Hi,
I have RNASeq data from in total 54 samples, half of which are females and half males (n=27 of each sex), and all of which have phenotypic values of a continuous, normally distributed trait, the association of which I want to test with the expression of genes in the whole-transcriptome setting.
I have tried to figure out the best way to filter out the lowly-expressed genes, but the most common filtering methods seem to rely on per group sample sizes in data grouped by treatment etc., and I am not sure how to best apply these methods to my continuous data.
E.g., as far as I understand, the standard method advised by the edgeR-manual is to use a cpm cutoff so that it corresponds to about 10-15 reads in a number of libraries corresponding to the minimum per group sample size.
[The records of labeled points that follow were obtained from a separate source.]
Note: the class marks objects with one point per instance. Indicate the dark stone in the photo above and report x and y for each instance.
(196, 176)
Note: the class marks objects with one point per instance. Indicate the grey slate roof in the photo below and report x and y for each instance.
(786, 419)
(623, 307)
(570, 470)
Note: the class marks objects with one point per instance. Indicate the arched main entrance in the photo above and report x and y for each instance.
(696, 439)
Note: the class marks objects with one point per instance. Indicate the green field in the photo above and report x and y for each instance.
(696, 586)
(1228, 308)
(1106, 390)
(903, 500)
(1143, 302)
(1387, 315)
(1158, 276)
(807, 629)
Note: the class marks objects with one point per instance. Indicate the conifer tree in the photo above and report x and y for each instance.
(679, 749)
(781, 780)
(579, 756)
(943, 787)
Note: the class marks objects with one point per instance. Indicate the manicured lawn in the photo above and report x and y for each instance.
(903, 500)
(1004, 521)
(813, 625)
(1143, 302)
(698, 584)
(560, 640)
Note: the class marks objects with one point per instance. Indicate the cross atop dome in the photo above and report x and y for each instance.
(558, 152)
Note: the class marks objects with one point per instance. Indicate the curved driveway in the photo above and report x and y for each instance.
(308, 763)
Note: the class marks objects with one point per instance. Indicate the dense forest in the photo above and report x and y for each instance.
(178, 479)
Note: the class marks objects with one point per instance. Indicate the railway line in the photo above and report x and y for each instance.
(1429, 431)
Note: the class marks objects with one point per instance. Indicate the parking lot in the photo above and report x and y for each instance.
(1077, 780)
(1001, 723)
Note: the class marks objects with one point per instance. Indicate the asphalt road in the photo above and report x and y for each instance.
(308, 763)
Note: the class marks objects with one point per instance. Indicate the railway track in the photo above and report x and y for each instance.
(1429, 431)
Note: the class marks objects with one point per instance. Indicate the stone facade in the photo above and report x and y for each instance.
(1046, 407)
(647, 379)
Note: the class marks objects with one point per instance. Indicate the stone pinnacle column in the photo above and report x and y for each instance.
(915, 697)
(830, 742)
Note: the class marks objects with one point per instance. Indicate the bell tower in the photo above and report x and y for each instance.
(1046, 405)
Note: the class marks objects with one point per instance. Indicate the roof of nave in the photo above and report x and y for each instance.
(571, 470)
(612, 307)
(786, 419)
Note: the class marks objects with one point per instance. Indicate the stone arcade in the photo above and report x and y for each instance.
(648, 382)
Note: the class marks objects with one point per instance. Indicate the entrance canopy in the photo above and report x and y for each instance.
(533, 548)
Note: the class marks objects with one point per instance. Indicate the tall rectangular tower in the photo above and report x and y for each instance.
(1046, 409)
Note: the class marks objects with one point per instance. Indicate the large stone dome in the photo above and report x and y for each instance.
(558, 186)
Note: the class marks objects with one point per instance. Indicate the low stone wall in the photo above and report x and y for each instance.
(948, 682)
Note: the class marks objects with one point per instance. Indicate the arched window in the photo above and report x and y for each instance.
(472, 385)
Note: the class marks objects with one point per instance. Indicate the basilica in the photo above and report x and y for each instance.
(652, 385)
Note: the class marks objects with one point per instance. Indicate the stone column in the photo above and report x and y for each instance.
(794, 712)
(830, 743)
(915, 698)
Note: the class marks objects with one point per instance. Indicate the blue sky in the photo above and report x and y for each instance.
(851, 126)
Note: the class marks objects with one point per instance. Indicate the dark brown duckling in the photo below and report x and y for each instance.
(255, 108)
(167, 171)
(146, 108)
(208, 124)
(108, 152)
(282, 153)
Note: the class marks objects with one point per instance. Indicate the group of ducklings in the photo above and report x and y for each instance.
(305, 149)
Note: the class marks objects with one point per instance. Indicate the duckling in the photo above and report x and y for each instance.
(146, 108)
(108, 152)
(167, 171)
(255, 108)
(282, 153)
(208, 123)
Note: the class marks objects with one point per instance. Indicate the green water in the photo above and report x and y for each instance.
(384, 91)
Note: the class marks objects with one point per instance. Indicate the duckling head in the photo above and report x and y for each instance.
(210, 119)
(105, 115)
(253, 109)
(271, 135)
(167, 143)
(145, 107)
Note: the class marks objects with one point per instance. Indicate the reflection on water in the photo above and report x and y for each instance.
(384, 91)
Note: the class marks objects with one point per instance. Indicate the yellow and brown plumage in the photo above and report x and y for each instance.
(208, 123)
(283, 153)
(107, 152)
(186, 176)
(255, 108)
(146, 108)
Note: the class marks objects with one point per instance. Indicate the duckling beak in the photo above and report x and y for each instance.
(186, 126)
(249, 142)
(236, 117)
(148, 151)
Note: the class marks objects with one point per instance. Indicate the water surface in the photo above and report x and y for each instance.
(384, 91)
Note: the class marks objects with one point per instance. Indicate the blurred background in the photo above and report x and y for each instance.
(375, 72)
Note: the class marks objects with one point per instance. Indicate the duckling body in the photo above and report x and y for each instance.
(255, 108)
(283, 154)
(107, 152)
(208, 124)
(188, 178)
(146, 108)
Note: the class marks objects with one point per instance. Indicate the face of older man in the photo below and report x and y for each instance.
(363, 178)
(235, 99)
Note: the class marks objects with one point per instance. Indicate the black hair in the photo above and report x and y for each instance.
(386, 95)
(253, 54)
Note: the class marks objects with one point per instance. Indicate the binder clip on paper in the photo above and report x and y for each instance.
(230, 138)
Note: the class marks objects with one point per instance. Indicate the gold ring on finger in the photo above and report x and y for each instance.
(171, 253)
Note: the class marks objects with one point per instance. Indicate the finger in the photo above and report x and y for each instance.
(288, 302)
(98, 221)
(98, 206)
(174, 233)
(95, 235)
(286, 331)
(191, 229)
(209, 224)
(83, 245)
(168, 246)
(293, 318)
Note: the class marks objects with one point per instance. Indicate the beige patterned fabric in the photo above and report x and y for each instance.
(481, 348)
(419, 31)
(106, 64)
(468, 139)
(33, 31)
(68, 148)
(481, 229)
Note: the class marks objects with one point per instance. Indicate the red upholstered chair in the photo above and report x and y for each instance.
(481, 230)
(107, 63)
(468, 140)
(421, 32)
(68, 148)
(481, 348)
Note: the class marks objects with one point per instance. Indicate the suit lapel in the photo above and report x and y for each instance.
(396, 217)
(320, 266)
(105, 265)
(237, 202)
E.g. in a data set with library size about 20M, and minimum no. of biological replicates per group =2, you would use:
keep <- rowSums( cpm(y) > 0.5 ) >=2
In the case of my data, this could translate into:
keep <- rowSums( cpm(y) > 0.5 ) >=27
, which seems would be a very strict filter. I could potentially set the required library number filling the cpm requirement smaller, but what to base the decision on?
Another option I have considered is to filter by the average logCPM distribution of all genes in the data set, whereby you typically see a bimodal distribution, with one mode representing expressed genes and the other representing unexpressed genes, and you choose a threshold between the two modes. This method would be blind to the experimental design (not relying on how/wether the data is grouped), but does not seem to be widely used.
I would be grateful for some educated advice on how to do the filtering!
Thank you for the reply, which has helped to convince me of the validity of the filtering method by average logCPM!